Display Order Facility in US Equity Markets
Efficient price discovery is essential to the smooth functioning of the US Equities markets and affects every market participant.
Over the last several years, commentators and policy makers have focused on the amount of trading that takes place off national securities exchanges. Gary Gensler, the chairman of the SEC, recently pointed out that as much as half of the trading interest in the equity market can take place off exchange, in dark pools or internalized by wholesalers.
In June 2021, the LTSE (Long-Term Stock Exchange) sent a letter to the SEC proposing to create a Display Only Facility, or DOF. The proposed DOF would likely adhere to rules like those that the FINRA ADF (Alternative Display Facility) contemplated in the early 2000s. The theory being that once a DOF allows an Alternative Trading System (ATS) to publish a protected quote via the facility, those quotes would contribute to price discovery. Increasing displayed liquidity could help to tighten spreads and improve execution quality.
This Display Order Facility (DOF) can be thought of as being similar in process to a Trade Reporting Facility (TRF), but instead is used for sending quotes. An Alternative Trading System (ATS) reports its trades to the NYSE or NASDAQ TRF via FIX. Messages are sent for each trade they do, and contain the MPID of the routing ATS, symbol, price, and size. In the instance of the DOF, the ATS would send the same information, but for a quote.

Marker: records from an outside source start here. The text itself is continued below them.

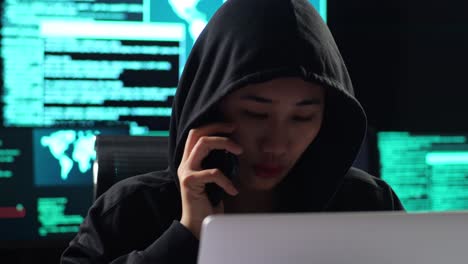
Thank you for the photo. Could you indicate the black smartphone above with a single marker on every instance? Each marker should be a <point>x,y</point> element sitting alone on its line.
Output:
<point>228,164</point>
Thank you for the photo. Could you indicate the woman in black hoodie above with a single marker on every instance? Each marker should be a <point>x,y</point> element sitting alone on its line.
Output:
<point>264,81</point>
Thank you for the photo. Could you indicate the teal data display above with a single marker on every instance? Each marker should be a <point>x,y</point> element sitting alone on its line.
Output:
<point>116,60</point>
<point>429,172</point>
<point>46,183</point>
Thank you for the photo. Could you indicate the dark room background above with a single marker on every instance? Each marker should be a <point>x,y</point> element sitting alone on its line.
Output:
<point>408,63</point>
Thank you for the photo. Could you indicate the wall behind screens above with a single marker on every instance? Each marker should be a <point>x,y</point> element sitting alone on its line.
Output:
<point>73,62</point>
<point>116,60</point>
<point>429,172</point>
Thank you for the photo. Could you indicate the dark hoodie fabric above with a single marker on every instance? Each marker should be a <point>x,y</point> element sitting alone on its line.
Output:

The DOF quote would be immediately accessible and automatically executable in the same way that an exchange quote is. Participants would treat the ATS’s quote on the SIP (Securities Information Processor) the same way they do a NYSE quote. When a Smart Order Router (SOR) sees the quote, it would send an order using the MPID of the venue as its destination. There is no additional latency since the SOR sends its orders directly to the venue.
The value to the ATS is that if they publish the best quote, they will draw crossing flow to their venue that they might not otherwise have seen.
The value for a brokerage firm working client orders is that new DOF quotes may contribute to tightening spreads, which could result in better executions outcomes for their clients.